As for the merits, Rhodes argues that the district court abused its discretion when it denied his last five motions to recruit counsel. (He does not contest the court's denial of his first motion.) As relevant here, courts considering whether to recruit counsel ask whether the plaintiff appears competent to litigate the case, given its factual and legal complexity. Pruitt v. Mote, 503 F.3d 647, 654-55 (7th Cir. 2007) (en banc). We will reverse the denial of a motion for counsel only if the district court abused its discretion and it is reasonably likely that the presence of counsel would have changed the outcome of the case. Bracey v. Grondin, 712 F.3d 1012, 1016-17 (7th Cir. 2013); Pruitt, 503 F.3d at 659.
None of the decisions here warrants reversal. With respect to Rhodes's earliest motions, he suffered no prejudice from their denial because he prevailed at summary judgment by challenging the defendants' motion with admissible evidence. As for the remaining motions, the court reasonably applied the standard we set out in Pruitt. As trial approached, the district court did not overlook the advanced stage of the proceedings or the complexities of trial practice, cf. Walker v. Price, 900 F.3d 933, 938-39 (7th Cir. 2018) (Pruitt standard requires consideration of procedural stage), nor the fact that Rhodes had assistance up to that point, cf. id. at 940-41 ("[T]he court needed to evaluate [plaintiff's] capacity independent of any unofficial or jailhouse assistance he may have received."). Still, it observed that Rhodes knew the facts of the case and was able to present them effectively, considered those abilities in light of the complexity of the case, and reasonably concluded that Rhodes's success at trial would depend upon his ability to convince the jury that his account of the facts was what actually happened.

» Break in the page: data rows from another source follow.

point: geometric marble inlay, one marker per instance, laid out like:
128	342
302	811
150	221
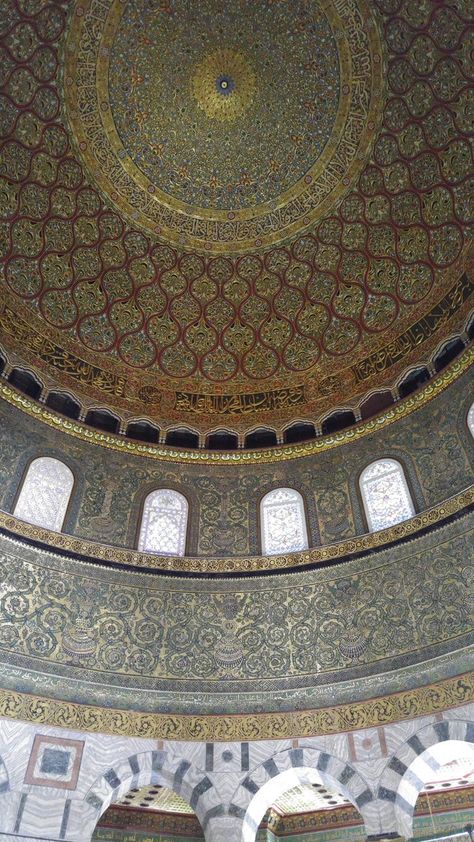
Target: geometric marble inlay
54	761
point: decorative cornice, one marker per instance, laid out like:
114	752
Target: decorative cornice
242	457
249	564
423	701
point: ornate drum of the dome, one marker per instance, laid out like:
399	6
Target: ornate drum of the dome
265	231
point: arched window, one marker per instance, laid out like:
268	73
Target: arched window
45	493
283	522
385	493
164	522
470	420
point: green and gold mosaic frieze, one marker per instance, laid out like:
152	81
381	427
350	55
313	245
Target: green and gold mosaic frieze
152	642
243	457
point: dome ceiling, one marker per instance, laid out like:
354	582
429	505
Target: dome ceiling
234	217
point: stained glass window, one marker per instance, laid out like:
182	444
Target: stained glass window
45	493
385	493
470	419
164	522
283	522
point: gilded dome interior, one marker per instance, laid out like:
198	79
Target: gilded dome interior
232	217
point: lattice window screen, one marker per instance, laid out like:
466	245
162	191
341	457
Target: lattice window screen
470	420
164	522
386	496
45	493
283	522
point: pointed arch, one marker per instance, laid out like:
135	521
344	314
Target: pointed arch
264	784
385	494
156	768
164	523
415	762
45	493
283	522
470	419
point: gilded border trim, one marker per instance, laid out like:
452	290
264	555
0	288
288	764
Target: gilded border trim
243	457
59	541
422	701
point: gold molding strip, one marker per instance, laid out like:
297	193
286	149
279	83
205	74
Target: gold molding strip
58	541
242	457
408	704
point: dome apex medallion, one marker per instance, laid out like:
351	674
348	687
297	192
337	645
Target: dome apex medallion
219	129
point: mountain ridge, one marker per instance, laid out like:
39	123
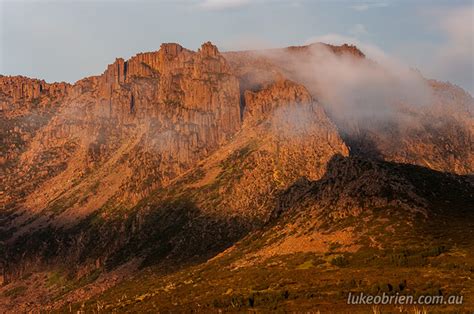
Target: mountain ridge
175	159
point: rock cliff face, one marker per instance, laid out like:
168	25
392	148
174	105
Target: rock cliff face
152	117
174	155
437	135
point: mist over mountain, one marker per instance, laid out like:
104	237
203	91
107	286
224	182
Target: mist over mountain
182	180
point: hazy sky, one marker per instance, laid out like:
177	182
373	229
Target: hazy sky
68	40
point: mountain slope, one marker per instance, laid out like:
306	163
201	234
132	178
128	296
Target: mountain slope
175	164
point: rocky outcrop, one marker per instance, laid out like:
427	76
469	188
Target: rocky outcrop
20	89
437	135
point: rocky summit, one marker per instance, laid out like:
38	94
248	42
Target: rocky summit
280	179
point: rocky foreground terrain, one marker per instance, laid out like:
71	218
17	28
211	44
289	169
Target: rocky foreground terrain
281	179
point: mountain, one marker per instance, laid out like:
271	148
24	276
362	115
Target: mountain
278	177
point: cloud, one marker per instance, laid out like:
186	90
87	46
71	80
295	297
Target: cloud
364	6
223	4
359	30
354	90
455	58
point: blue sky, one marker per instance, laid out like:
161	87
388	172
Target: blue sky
68	40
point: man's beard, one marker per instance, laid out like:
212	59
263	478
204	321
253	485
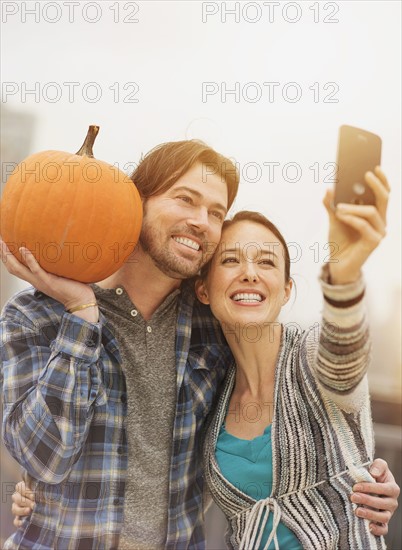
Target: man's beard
165	260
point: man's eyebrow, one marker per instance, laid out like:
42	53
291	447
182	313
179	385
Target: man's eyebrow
199	195
262	251
269	252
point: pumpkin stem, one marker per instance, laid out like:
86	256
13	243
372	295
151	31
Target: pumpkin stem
86	147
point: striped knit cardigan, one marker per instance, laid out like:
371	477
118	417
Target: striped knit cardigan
322	437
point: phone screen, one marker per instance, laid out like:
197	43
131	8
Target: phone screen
359	151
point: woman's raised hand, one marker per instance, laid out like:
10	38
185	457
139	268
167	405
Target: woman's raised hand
355	230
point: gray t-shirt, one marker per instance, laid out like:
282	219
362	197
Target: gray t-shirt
147	349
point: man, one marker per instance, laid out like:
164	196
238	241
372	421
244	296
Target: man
135	358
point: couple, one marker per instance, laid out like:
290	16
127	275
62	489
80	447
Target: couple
104	405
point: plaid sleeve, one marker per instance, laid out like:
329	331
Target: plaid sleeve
49	388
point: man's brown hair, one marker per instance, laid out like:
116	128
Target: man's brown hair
161	167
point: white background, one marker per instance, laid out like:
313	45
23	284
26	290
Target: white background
175	47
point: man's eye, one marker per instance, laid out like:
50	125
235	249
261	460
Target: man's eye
267	262
230	260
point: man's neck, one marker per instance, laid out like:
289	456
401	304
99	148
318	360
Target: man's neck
145	284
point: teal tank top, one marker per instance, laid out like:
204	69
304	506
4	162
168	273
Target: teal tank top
247	464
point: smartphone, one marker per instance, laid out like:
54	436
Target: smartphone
359	151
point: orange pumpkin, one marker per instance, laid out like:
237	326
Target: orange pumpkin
80	217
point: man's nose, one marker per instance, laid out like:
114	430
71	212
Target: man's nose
199	219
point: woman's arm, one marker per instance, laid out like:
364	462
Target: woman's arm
50	383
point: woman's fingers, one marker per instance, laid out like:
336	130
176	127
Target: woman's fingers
378	183
379	530
369	230
369	213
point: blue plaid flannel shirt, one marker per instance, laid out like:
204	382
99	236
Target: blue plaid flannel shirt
64	405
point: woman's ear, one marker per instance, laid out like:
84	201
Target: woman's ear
288	291
201	291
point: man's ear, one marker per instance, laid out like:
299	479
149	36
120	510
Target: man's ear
288	291
201	291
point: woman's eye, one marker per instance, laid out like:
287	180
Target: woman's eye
229	260
185	199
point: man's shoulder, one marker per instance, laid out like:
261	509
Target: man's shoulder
33	306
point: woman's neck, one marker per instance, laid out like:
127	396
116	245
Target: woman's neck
256	359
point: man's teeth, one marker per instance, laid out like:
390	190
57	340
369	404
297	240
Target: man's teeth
187	242
247	297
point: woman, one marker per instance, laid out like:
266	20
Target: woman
292	432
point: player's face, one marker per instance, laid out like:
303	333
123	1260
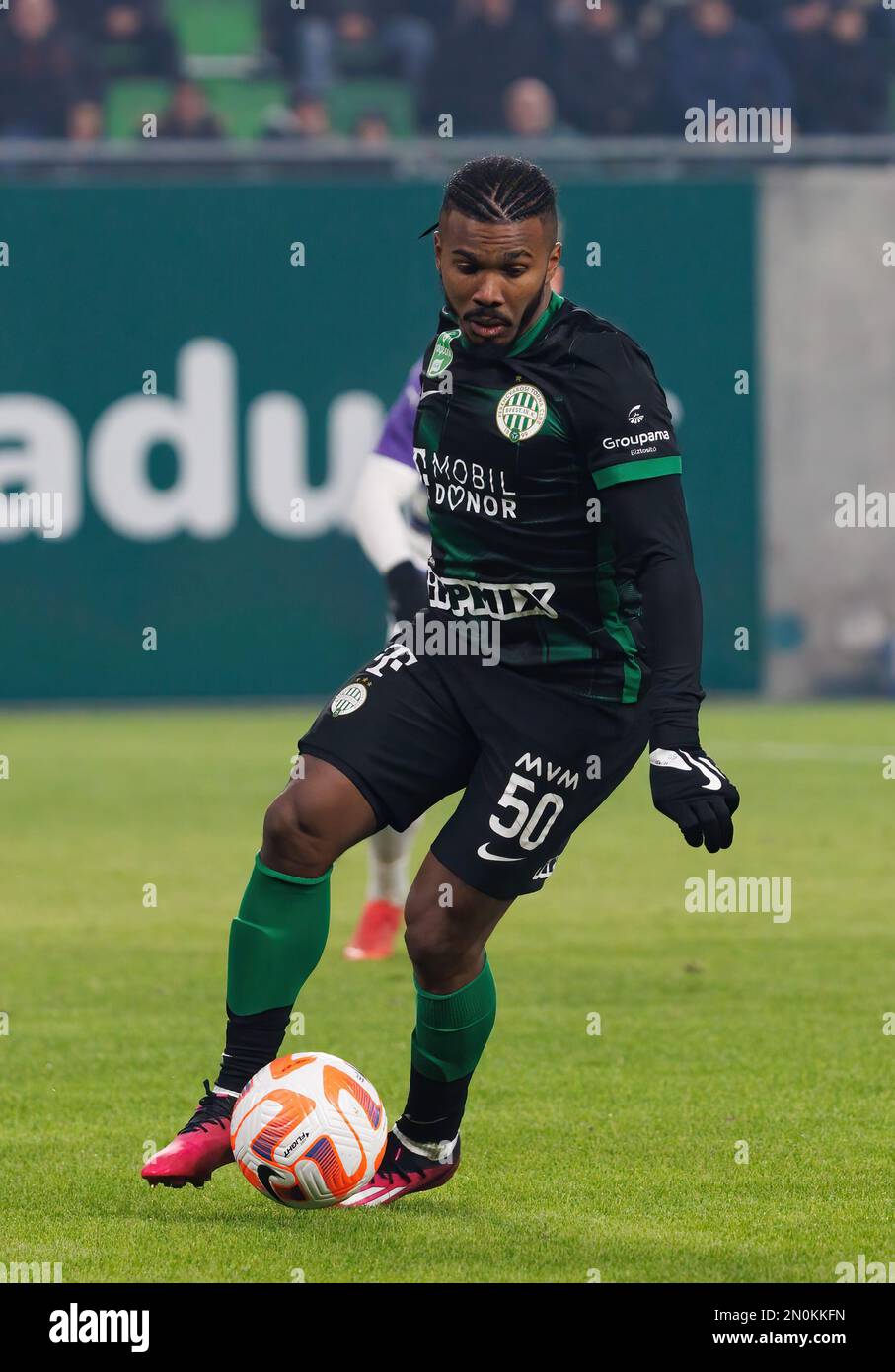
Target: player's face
496	277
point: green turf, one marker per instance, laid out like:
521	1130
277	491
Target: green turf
612	1153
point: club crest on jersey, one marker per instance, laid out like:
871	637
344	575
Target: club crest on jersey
521	412
441	352
349	697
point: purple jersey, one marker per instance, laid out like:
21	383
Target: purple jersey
397	439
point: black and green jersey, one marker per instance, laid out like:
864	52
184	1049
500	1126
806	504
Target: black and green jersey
514	453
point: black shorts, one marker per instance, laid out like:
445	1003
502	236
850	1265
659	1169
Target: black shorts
532	760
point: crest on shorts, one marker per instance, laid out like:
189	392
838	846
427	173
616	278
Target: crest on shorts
521	412
349	697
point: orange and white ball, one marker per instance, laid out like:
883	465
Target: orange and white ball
309	1129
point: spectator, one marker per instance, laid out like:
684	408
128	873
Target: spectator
130	36
305	116
608	85
712	55
856	95
531	109
46	80
189	115
485	49
800	36
372	127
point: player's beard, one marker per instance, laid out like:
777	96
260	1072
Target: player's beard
490	351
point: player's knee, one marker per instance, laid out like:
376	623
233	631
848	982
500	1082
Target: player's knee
293	841
436	950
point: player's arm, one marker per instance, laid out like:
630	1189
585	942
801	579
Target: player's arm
387	482
643	502
651	533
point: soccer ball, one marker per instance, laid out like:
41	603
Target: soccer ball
309	1129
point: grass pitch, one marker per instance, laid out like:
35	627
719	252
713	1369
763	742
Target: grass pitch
584	1153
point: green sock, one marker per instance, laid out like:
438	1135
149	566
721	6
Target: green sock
275	940
453	1030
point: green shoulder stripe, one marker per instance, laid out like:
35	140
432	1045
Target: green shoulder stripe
636	471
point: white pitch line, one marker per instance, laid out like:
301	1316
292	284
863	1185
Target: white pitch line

See Mejia v. Pfister, 988 F.3d 415, 419-20 (7th Cir. 2021).
Rhodes raises one additional argument concerning the partial grant of the defendants' bill of costs. But an appeal of that decision required a separate notice of appeal. See Ackerman v. Nw. Mut. Life Ins. Co., 172 F.3d 467, 468 (7th Cir. 1999); see also Peck v. IMC Credit Servs., 960 F.3d 972, 974 (7th Cir. 2020) (order of costs appealable separately from merits). This appeal was filed before the district court ruled on the bill of costs, so we do not have jurisdiction to consider that collateral issue.
AFFIRMED
[*] We have agreed to decide the case without oral argument because the briefs and record adequately present the facts and legal arguments, and oral argument would not significantly aid the court. Fed. R. App. P. 34(a)(2)(C).